518b Temporal Coarse-Graining of Lattice Kinetic Monte Carlo Simulations

Dionisios G. Vlachos, Department of Chemical Engineering, University of Delaware, 150 Academy Street, Newark, DE 19716

Kinetic Monte Carlo (KMC) simulation on lattices has been widely used in diverse areas such as crystal growth, surface reactions, isotherms, diffusion on surfaces and in microporous materials, defects in materials, and biology to name a few 1-6. KMC simulation is fairly slow for three reasons, namely (i) calculation of all microscopic rates (hereafter also termed transition probabilities per unit time) at each MC trial, (ii) execution of one event (at best) at a time, and (iii) separation of time scales, usually arising from a disparity in activation energies of various processes.
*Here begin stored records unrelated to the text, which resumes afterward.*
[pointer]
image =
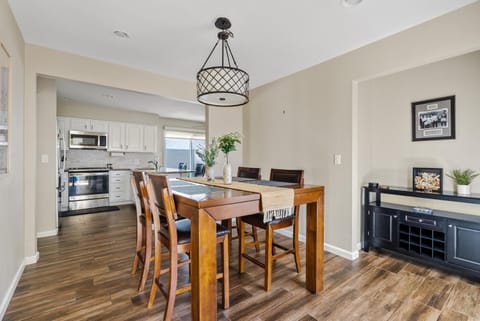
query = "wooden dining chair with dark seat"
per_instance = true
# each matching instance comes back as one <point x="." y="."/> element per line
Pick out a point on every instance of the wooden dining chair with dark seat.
<point x="143" y="248"/>
<point x="253" y="173"/>
<point x="256" y="220"/>
<point x="175" y="236"/>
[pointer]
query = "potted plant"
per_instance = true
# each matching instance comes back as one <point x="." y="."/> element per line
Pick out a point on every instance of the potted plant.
<point x="463" y="178"/>
<point x="208" y="154"/>
<point x="227" y="144"/>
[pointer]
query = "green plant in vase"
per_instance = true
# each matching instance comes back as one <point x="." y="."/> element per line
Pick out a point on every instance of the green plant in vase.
<point x="463" y="179"/>
<point x="208" y="155"/>
<point x="227" y="144"/>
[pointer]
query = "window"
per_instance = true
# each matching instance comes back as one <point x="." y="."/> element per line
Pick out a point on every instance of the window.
<point x="180" y="147"/>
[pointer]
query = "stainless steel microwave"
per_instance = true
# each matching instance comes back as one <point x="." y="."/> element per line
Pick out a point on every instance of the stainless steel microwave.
<point x="87" y="140"/>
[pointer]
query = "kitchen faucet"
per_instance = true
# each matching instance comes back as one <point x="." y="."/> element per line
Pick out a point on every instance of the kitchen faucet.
<point x="155" y="164"/>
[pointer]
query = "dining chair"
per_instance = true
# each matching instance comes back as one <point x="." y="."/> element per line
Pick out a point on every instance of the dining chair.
<point x="256" y="220"/>
<point x="246" y="172"/>
<point x="143" y="248"/>
<point x="175" y="236"/>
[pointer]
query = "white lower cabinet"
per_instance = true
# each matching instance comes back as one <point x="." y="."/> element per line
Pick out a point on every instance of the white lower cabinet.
<point x="120" y="190"/>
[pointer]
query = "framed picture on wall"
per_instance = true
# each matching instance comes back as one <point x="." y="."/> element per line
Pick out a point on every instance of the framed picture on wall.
<point x="428" y="179"/>
<point x="433" y="119"/>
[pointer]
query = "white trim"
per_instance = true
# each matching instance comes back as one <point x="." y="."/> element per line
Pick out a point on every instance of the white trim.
<point x="31" y="259"/>
<point x="341" y="252"/>
<point x="11" y="289"/>
<point x="47" y="233"/>
<point x="327" y="247"/>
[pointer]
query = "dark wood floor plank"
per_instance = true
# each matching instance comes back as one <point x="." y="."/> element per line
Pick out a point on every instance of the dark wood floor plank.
<point x="84" y="274"/>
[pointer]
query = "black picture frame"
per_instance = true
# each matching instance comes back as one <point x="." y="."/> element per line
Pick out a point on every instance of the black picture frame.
<point x="433" y="119"/>
<point x="427" y="179"/>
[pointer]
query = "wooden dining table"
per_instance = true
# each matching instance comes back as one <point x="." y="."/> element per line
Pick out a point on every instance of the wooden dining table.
<point x="205" y="206"/>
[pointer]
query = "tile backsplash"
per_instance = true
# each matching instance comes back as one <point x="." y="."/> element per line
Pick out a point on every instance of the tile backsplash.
<point x="97" y="158"/>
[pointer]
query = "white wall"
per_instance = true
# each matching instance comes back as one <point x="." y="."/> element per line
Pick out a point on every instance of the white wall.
<point x="386" y="151"/>
<point x="321" y="113"/>
<point x="46" y="168"/>
<point x="12" y="246"/>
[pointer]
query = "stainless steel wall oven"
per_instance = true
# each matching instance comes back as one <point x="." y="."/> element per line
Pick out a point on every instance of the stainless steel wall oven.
<point x="87" y="188"/>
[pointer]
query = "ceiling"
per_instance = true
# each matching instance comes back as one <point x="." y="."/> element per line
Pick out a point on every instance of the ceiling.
<point x="272" y="38"/>
<point x="131" y="100"/>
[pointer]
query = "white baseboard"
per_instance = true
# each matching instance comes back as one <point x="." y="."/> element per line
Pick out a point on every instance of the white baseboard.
<point x="31" y="259"/>
<point x="47" y="233"/>
<point x="327" y="247"/>
<point x="341" y="252"/>
<point x="13" y="285"/>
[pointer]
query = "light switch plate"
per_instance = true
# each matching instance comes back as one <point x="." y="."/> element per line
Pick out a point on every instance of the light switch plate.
<point x="338" y="159"/>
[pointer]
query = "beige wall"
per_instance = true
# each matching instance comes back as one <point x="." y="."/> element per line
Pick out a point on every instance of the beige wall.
<point x="12" y="246"/>
<point x="46" y="215"/>
<point x="222" y="121"/>
<point x="321" y="113"/>
<point x="57" y="64"/>
<point x="387" y="153"/>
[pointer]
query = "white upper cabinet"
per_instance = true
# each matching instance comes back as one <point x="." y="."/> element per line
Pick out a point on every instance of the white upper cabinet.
<point x="133" y="138"/>
<point x="150" y="139"/>
<point x="63" y="126"/>
<point x="116" y="136"/>
<point x="90" y="125"/>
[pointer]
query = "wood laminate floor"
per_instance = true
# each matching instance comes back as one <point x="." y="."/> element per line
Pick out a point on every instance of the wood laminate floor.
<point x="84" y="274"/>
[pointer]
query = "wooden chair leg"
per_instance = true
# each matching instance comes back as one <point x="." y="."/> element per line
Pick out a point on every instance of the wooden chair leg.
<point x="156" y="274"/>
<point x="255" y="238"/>
<point x="138" y="248"/>
<point x="268" y="258"/>
<point x="296" y="247"/>
<point x="172" y="286"/>
<point x="241" y="244"/>
<point x="147" y="259"/>
<point x="226" y="273"/>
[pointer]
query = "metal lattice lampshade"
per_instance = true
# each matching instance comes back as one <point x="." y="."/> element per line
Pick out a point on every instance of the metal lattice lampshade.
<point x="225" y="85"/>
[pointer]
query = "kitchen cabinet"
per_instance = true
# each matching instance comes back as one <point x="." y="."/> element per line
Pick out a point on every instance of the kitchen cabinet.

Recent work attempts to overcome these issues, but the majority of research has focused on well-mixed systems with limited exceptions that focus on spatial KMC 7-12. In this paper we describe a temporal coarse-graining method for lattice KMC simulation. The new method combines the recently introduced t-leap method for well-mixed systems 13 with microscopic lattices without violating the basic premises of the coarse method. As a result, one can execute simultaneously all processes several times resulting in large time steps advancements of the time clock. An example from crystal growth with the simple solid-on-solid approximation illustrates the implementation of the technique. The new technique can provide substantial acceleration. More importantly, it enables much easier implementation than currently one-at-a time continuous time spatial KMC methods.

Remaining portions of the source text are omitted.